Messenger - Vol. 2, No. 2, Page 10
Winter 1993
On Campus
Getting us where we want to go

     How long Delaware motorists will have to wait in left-turn lanes may
well be decided by the Delaware Transportation Center in Du Pont Hall.
     Formed in 1988 as a joint venture of the University's Department of
Civil Engineering and the Delaware Department of Transportation (DelDOT),
the center includes a staff of three researchers and 12 graduate students
who look at a variety of transportation needs, ranging from the size of
roadway signs to computerized road maps.
     Shinya Kikuchi, associate professor and director of the center, has
worked on mathematical modeling of left-turn lanes to determine how long
they need to be to accomodate traffic at different intersections. Factors
such as the amount of traffic in both directions and the length of traffic
light cycles figure into the calculations.

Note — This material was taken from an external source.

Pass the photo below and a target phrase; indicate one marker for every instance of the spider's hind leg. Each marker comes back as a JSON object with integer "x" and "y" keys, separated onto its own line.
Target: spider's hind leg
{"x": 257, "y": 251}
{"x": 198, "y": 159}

     Also in the center, Ardeshir Faghri, assistant professor, has been
creating a computerized geographic information system for New Castle
County. A digitized map will give information about topography, traffic
volume, accident rates, natural resources, agricultural use and other
pertinent facts. In another project, Faghri is working out a method of
estimating the cost of construction before a DelDOT project is put up for
     John Davis, who was state director of highways from 1984-1991, serves
as chief engineer at the center. He has been involved in a project that
examines traffic signs in relation to older drivers. Some of the questions
being addressed include: Do letters need to be larger? Are signs too wordy?

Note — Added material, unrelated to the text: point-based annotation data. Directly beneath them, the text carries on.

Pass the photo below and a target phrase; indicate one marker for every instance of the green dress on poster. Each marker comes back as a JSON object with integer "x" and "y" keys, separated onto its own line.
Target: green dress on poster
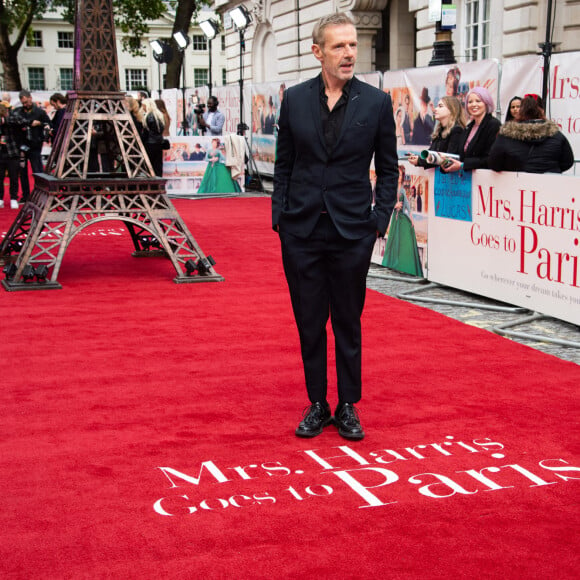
{"x": 217, "y": 177}
{"x": 401, "y": 252}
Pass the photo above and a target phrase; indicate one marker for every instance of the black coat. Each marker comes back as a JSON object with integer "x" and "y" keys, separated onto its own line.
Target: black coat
{"x": 309, "y": 178}
{"x": 531, "y": 146}
{"x": 475, "y": 156}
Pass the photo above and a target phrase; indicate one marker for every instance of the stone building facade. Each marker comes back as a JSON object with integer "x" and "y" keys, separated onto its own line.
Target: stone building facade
{"x": 393, "y": 34}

Does a proliferation of signs confuse older drivers?
     The center also uses the expertise of faculty in other fields. For
example, Francis Tannian and Paul Solano of the College of Urban Affairs
and Public Policy worked on a project to develop parking policy and transit
strategies for downtown Wilmington.
     Research into transportation needs will become increasingly important,
Kikuchi says, given population growth, development, environmental concerns,
roadway congestion and technological advances.